Here, we describe an optimized high-throughput ChIP-sequencing protocol and computational analyses pipeline for the determination of genome-wide chromatin state patterns from frozen tumor tissues and cell lines.
Histone modifications constitute a major component of the epigenome and play important regulatory roles in determining the transcriptional status of associated loci. In addition, the presence of specific modifications has been used to determine the position and identity non-coding functional elements such as enhancers. In recent years, chromatin immunoprecipitation followed by next generation sequencing (ChIP-seq) has become a powerful tool in determining the genome-wide profiles of individual histone modifications. However, it has become increasingly clear that the combinatorial patterns of chromatin modifications, referred to as Chromatin States, determine the identity and nature of the associated genomic locus. Therefore, workflows consisting of robust high-throughput (HT) methodologies for profiling a number of histone modification marks, as well as computational analyses pipelines capable of handling myriads of ChIP-Seq profiling datasets, are needed for comprehensive determination of epigenomic states in large number of samples. The HT-ChIP-Seq workflow presented here consists of two modules: 1) an experimental protocol for profiling several histone modifications from small amounts of tumor samples and cell lines in a 96-well format; and 2) a computational data analysis pipeline that combines existing tools to compute both individual mark occupancy and combinatorial chromatin state patterns. Together, these two modules facilitate easy processing of hundreds of ChIP-Seq samples in a fast and efficient manner. The workflow presented here is used to derive chromatin state patterns from 6 histone mark profiles in melanoma tumors and cell lines. Overall, we present a comprehensive ChIP-seq workflow that can be applied to dozens of human tumor samples and cancer cell lines to determine epigenomic aberrations in various malignancies.

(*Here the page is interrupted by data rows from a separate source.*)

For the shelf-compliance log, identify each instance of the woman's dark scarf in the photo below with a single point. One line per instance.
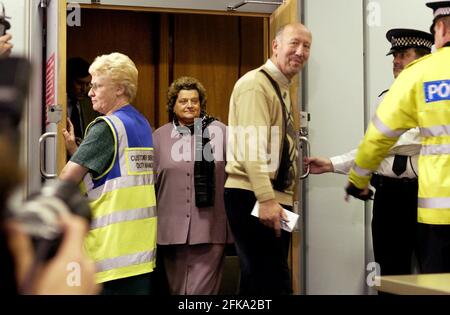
(204, 167)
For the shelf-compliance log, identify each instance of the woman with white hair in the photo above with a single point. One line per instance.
(114, 161)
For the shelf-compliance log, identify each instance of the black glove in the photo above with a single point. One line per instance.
(354, 191)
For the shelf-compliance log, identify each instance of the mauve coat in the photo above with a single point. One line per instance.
(179, 220)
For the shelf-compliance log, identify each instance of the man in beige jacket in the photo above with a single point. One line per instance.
(261, 163)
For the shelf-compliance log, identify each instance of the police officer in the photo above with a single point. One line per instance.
(420, 96)
(394, 219)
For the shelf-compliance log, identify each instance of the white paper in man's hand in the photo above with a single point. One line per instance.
(285, 225)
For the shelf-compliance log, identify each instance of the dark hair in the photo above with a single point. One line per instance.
(185, 83)
(76, 68)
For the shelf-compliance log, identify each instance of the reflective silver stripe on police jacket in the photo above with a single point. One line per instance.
(433, 203)
(435, 131)
(124, 261)
(388, 132)
(435, 149)
(123, 216)
(121, 182)
(361, 171)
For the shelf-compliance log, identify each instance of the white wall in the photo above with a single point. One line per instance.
(18, 11)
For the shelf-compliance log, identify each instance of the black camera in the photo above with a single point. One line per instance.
(4, 24)
(38, 215)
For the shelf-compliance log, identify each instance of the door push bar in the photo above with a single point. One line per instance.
(42, 140)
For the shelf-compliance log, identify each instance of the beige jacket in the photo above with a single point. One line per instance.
(255, 109)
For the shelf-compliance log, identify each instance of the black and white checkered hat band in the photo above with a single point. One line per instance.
(442, 11)
(410, 42)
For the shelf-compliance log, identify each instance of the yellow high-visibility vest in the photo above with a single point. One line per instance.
(420, 96)
(122, 236)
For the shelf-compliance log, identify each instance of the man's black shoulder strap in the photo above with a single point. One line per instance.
(277, 90)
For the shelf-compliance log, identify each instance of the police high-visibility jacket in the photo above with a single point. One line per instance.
(420, 96)
(122, 236)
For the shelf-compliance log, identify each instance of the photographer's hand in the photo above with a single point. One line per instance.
(5, 45)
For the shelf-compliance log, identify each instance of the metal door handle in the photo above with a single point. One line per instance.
(42, 140)
(308, 150)
(234, 7)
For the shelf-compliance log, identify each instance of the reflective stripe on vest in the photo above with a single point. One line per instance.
(388, 132)
(124, 261)
(122, 238)
(123, 216)
(435, 149)
(435, 131)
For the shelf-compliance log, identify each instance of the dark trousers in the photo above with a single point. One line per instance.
(262, 255)
(135, 285)
(434, 248)
(394, 224)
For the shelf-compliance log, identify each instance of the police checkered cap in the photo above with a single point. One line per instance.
(440, 9)
(401, 38)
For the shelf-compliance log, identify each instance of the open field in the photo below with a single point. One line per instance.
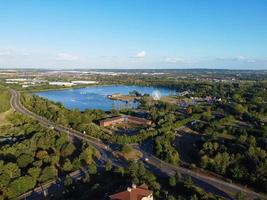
(4, 99)
(3, 115)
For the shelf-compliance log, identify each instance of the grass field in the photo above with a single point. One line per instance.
(4, 105)
(4, 99)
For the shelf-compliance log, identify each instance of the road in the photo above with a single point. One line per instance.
(206, 182)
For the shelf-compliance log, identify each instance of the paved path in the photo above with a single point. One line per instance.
(208, 183)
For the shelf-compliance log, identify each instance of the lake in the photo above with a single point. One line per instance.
(95, 97)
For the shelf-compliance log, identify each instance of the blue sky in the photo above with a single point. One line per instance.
(228, 34)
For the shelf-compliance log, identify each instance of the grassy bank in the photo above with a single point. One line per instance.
(4, 99)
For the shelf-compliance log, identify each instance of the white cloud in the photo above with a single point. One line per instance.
(141, 54)
(173, 60)
(5, 52)
(66, 57)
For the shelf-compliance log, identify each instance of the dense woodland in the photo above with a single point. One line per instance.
(32, 155)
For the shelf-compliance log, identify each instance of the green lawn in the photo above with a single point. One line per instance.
(4, 99)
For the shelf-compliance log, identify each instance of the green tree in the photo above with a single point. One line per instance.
(172, 181)
(67, 149)
(24, 160)
(34, 172)
(48, 173)
(67, 167)
(240, 196)
(108, 165)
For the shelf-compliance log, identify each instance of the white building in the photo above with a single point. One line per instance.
(84, 82)
(67, 84)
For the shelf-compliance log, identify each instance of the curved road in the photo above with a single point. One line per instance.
(208, 183)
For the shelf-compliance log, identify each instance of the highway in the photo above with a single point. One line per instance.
(208, 183)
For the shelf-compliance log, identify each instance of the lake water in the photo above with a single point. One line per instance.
(95, 97)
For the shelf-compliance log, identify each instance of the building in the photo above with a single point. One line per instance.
(84, 82)
(67, 84)
(134, 193)
(124, 119)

The majority of mammalian genomes (98 – 99%) are comprised of noncoding sequence, and these nocoding regions contain regulatory elements known to participate in controlling gene expression and chromatin organization1,2. In a normal cell, the specific assembly of genomic DNA into compacted chromatin structure is critical for the spatial organization, regulation and precise timing of various DNA-associated processes3,4,5. In a cancer cell however, chromatin modifications by aberrant epigenetic mechanisms can lead to improper organization of chromatin structure, including access to regulatory elements, chromosomal looping systems, and gene expression patterns6,7,8,9,10.
Despite recent advances, we have limited understanding of epigenetic alterations that are associated with tumor progression or therapeutic response. The epigenome consists of an array of modifications, including histone marks and DNA methylation, which collectively form a dynamic state (referred to as chromatin state) that impinges upon gene expression networks and other processes critical for maintaining cellular identity. Recently, alterations in enhancers have been shown in multiple malignancies by studying H3K27Ac profiles11. Although such studies provide insight into the correlation of isolated epigenetic marks, more than 100 epigenetic modifications have been identified12,13 without clear understanding of their biological roles and interdependence. Furthermore, there are an even larger number of possible combinatorial patterns of these histone and DNA modifications, and it is these combinatorial patterns – not individual modifications – that dictate epigenetic states14. Hence, there is tremendous need to identify alterations in these chromatin states during cancer progression or responses to therapy. Comprehensive knowledge of epigenome alterations in cancers has been lagging in part due to technical (e.g. generation of large-scale data from small amount of clinical material/single cells) and analytical (e.g. algorithms to define combinatorial states) challenges. Therefore, there is critical need for robust high-throughput methods for profiling large number of histone modification marks from clinical material and easy-to-implement computational approaches to predict combinatorial patterns which will facilitate determination of epigenetic states associated with different stages of tumorigenesis and therapeutic resistance. Further, data available from recent epigenome profiling studies15,16,17,18,19,20,21,22,23 in normal tissues and cell lines can be integrated with chromatin profiles of tumors for further insights into epigenome contribution to tumor biology.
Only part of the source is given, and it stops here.